See the Killers and Jimmy Kimmel Build a Moving Christmas Song
The Killers invited Jimmy Kimmel to help them compose their annual Christmas single for the AIDS awareness organization (RED), and the pairing’s results were fittingly quirky. Ultimately, the songwriters worked out the touching tune, “Joel, the Lump of Coal,” about a naïve piece of anthracite who thought Santa would want to deliver him as a gift, but really, in Santa’s words, “You’re just the one to teach this brat that Santa ain’t no chump.” The song isn’t all filthy tears, though, culminating with a touching, unexpected twist.

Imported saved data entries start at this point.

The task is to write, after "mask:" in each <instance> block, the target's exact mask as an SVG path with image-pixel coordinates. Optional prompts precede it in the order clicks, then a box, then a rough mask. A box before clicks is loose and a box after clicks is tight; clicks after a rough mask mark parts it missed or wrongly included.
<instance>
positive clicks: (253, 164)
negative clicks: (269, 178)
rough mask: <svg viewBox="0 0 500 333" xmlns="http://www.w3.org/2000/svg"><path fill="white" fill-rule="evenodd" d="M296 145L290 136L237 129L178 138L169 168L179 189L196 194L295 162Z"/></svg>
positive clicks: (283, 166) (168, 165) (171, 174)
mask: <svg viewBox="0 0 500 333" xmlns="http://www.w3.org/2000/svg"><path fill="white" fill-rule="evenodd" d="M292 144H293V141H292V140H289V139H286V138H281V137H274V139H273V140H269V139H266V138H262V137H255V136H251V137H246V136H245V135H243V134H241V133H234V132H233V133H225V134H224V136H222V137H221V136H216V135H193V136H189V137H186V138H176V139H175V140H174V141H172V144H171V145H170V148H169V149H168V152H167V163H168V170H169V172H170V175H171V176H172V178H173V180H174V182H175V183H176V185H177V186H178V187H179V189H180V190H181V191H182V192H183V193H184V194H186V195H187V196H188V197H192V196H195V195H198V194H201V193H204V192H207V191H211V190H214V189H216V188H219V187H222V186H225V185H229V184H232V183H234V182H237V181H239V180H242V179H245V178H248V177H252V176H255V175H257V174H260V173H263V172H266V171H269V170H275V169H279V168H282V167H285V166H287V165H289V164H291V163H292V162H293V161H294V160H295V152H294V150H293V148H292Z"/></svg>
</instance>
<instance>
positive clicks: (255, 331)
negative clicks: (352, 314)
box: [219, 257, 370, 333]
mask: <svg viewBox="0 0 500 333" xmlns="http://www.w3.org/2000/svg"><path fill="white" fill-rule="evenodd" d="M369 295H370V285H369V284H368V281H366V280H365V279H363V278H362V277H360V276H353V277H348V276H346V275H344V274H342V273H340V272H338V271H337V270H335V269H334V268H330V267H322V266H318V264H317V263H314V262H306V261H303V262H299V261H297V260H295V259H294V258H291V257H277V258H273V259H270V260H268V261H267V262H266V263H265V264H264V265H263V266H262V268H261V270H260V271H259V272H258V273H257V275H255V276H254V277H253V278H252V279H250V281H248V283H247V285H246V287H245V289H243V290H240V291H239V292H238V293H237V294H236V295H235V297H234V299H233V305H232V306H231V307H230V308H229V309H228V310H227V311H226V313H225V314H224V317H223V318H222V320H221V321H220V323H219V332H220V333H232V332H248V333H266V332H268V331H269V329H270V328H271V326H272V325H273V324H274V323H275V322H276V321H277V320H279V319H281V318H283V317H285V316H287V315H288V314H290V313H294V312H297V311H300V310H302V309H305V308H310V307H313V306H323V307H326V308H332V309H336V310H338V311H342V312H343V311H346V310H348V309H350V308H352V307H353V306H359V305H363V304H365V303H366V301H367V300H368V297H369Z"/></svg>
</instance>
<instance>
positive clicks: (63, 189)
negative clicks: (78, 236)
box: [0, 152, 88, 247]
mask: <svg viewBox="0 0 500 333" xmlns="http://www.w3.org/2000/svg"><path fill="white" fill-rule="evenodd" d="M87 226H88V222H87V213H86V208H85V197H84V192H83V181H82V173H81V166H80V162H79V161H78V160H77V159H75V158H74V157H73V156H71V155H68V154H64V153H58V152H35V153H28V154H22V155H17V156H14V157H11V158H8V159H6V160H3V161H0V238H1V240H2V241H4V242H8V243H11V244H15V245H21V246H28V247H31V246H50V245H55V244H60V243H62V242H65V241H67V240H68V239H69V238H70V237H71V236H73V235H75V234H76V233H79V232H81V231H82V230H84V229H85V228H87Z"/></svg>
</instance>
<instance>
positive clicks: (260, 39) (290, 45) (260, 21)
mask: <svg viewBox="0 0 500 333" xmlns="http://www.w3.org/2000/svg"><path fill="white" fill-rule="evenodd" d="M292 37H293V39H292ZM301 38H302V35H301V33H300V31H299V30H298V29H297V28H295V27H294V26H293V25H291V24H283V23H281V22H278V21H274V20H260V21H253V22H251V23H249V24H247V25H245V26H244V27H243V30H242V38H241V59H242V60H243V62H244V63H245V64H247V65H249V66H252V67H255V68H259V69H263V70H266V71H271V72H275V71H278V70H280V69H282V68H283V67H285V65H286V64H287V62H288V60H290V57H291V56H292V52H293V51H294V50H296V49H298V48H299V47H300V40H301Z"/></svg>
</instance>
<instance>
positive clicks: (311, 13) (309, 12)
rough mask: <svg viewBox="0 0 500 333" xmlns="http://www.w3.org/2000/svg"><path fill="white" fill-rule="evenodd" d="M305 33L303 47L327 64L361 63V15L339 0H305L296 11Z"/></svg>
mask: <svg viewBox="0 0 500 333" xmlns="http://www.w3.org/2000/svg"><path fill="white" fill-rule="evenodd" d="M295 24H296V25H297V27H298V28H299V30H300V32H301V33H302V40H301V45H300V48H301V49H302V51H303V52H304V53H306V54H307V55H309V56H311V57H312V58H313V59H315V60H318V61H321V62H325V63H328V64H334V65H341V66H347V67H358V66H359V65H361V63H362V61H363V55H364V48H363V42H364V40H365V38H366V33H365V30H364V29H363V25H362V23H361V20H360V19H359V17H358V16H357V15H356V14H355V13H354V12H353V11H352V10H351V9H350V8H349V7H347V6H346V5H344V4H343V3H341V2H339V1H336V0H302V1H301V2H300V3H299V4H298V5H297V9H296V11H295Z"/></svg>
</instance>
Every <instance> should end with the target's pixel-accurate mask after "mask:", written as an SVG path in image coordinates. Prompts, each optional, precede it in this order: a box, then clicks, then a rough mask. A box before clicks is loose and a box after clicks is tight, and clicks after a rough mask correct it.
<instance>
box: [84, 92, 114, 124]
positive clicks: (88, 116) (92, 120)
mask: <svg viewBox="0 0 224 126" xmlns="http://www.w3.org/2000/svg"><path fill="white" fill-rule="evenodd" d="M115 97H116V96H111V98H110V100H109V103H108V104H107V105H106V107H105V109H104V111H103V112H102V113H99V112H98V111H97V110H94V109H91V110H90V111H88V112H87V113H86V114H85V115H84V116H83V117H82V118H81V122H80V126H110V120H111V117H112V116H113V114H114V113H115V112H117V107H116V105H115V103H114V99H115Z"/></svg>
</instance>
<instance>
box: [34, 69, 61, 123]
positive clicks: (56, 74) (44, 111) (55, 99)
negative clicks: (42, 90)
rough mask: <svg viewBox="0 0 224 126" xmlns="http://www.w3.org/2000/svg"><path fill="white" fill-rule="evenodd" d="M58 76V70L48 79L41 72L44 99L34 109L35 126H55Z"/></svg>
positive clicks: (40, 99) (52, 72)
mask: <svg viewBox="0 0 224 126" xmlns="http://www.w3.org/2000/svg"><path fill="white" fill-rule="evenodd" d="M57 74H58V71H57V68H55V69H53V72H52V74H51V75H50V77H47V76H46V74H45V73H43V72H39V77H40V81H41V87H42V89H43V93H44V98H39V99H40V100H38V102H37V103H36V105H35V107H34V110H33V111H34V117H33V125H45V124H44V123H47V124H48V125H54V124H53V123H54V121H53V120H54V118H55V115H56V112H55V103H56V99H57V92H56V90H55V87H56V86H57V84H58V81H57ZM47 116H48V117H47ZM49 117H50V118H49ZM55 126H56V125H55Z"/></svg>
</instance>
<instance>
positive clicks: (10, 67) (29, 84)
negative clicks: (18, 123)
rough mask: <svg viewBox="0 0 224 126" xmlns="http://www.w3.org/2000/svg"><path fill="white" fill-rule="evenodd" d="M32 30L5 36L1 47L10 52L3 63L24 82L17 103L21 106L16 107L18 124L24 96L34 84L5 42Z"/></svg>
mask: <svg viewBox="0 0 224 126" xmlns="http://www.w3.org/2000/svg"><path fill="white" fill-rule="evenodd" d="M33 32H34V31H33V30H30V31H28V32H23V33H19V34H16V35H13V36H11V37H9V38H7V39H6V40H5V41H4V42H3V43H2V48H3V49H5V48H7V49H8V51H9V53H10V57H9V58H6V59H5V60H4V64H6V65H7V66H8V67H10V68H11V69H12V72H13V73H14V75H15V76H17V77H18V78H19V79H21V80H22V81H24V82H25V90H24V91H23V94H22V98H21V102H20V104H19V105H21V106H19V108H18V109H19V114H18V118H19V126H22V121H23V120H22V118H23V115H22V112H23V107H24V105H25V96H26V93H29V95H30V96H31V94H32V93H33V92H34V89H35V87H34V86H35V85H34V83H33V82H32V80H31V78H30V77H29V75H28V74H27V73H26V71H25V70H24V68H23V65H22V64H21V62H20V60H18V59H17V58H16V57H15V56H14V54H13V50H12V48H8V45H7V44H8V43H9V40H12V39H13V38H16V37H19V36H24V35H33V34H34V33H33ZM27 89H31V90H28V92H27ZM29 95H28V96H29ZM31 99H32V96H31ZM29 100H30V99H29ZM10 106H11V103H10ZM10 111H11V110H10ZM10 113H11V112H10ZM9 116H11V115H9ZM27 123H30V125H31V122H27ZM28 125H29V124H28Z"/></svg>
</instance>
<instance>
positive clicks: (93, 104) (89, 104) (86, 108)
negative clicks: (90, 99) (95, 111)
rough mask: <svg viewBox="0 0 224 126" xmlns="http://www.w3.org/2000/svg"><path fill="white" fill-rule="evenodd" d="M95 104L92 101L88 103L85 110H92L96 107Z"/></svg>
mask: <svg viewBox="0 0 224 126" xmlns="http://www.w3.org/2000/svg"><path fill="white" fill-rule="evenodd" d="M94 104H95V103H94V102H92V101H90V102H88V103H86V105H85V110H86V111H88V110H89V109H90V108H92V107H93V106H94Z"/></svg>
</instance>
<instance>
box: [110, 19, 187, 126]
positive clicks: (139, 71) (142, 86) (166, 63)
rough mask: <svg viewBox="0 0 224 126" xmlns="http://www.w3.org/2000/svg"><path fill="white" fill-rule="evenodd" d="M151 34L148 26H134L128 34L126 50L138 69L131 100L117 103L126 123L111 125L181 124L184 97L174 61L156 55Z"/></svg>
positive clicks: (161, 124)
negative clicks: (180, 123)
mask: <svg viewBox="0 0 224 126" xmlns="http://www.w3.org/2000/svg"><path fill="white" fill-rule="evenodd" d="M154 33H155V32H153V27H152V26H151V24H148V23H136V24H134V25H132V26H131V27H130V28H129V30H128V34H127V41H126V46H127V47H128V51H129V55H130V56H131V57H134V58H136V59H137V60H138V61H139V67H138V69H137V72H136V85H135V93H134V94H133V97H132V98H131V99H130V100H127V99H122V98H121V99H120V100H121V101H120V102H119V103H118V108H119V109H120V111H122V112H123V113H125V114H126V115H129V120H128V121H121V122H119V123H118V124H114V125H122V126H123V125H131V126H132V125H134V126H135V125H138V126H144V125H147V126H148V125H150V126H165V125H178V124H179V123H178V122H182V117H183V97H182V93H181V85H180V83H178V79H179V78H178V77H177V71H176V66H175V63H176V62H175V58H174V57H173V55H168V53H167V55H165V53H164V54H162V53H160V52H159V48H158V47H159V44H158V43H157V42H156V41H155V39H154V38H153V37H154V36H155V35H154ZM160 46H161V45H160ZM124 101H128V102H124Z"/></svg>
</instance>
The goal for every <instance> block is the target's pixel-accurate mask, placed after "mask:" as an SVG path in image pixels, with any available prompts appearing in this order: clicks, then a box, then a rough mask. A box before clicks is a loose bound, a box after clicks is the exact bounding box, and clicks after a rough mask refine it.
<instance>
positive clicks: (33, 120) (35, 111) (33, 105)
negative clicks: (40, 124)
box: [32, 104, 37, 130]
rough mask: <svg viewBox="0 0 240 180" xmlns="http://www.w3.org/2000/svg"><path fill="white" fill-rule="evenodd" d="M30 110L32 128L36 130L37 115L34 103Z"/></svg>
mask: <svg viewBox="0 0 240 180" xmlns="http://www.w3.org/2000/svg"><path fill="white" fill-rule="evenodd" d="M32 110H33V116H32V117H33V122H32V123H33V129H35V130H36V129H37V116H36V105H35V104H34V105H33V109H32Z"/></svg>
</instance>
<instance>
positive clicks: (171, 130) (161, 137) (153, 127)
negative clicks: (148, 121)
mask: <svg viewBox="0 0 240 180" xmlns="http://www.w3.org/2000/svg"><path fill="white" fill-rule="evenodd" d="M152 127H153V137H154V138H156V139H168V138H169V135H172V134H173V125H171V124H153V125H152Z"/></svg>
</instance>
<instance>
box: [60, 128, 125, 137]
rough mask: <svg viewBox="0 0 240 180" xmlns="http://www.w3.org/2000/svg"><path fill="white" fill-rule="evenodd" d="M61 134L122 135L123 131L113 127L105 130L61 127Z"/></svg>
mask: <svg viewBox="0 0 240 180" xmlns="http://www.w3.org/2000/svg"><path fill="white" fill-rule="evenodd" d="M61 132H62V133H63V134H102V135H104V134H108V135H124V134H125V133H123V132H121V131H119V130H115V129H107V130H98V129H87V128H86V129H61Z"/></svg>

Because the song premiered on Jimmy Kimmel Live, the talk-show host included footage of the band writing the song with him and all the silly ideas he had for it, including “A Very YOLO Christmas,” “Grandma getting run over not by a reindeer but in this case run over by a fat family who’s waiting in line on Black Friday to buy a Blu-ray player or something like that for $18” and just plagiarizing Taylor Swift’s “Shake It Off.”
Eventually, frontman Brandon Flowers offers that he likes “sentimental Christmas songs.” The band comes up with rhymes for the North Pole – including a funny tangent about moles on people’s necks – and Flowers begins recording the song with all sorts of pushback from Kimmel.
Although the group records a Christmas song every year, it’s unlikely any of its past collaborators gave them a hard time, thematically or otherwise. Since 2006, the Killers have recorded Christmas songs with Curve frontwoman Toni Halliday (“A Great Big Sled”), Elton John and Pet Shop Boys singer Neil Tennant (“Joseph, Better You Than Me”), the Bronx and Wild Light (“¡Happy Birthday Guadalupe!”), Dawes (“Christmas in L.A.”) and several on their own. As with all of their past holiday tunes, the track is available on iTunes and benefits (RED).
In other (RED) news, the organization held a concert in New York City’s Times Square Monday night to commemorate World AIDS Day. With Bono still recovering from his bicycle accident last month, U2 performed with Bruce Springsteen and Coldplay’s Chris Martin handling vocals. Kanye West and Carrie Underwood also performed their own sets. The whole concert is streaming online.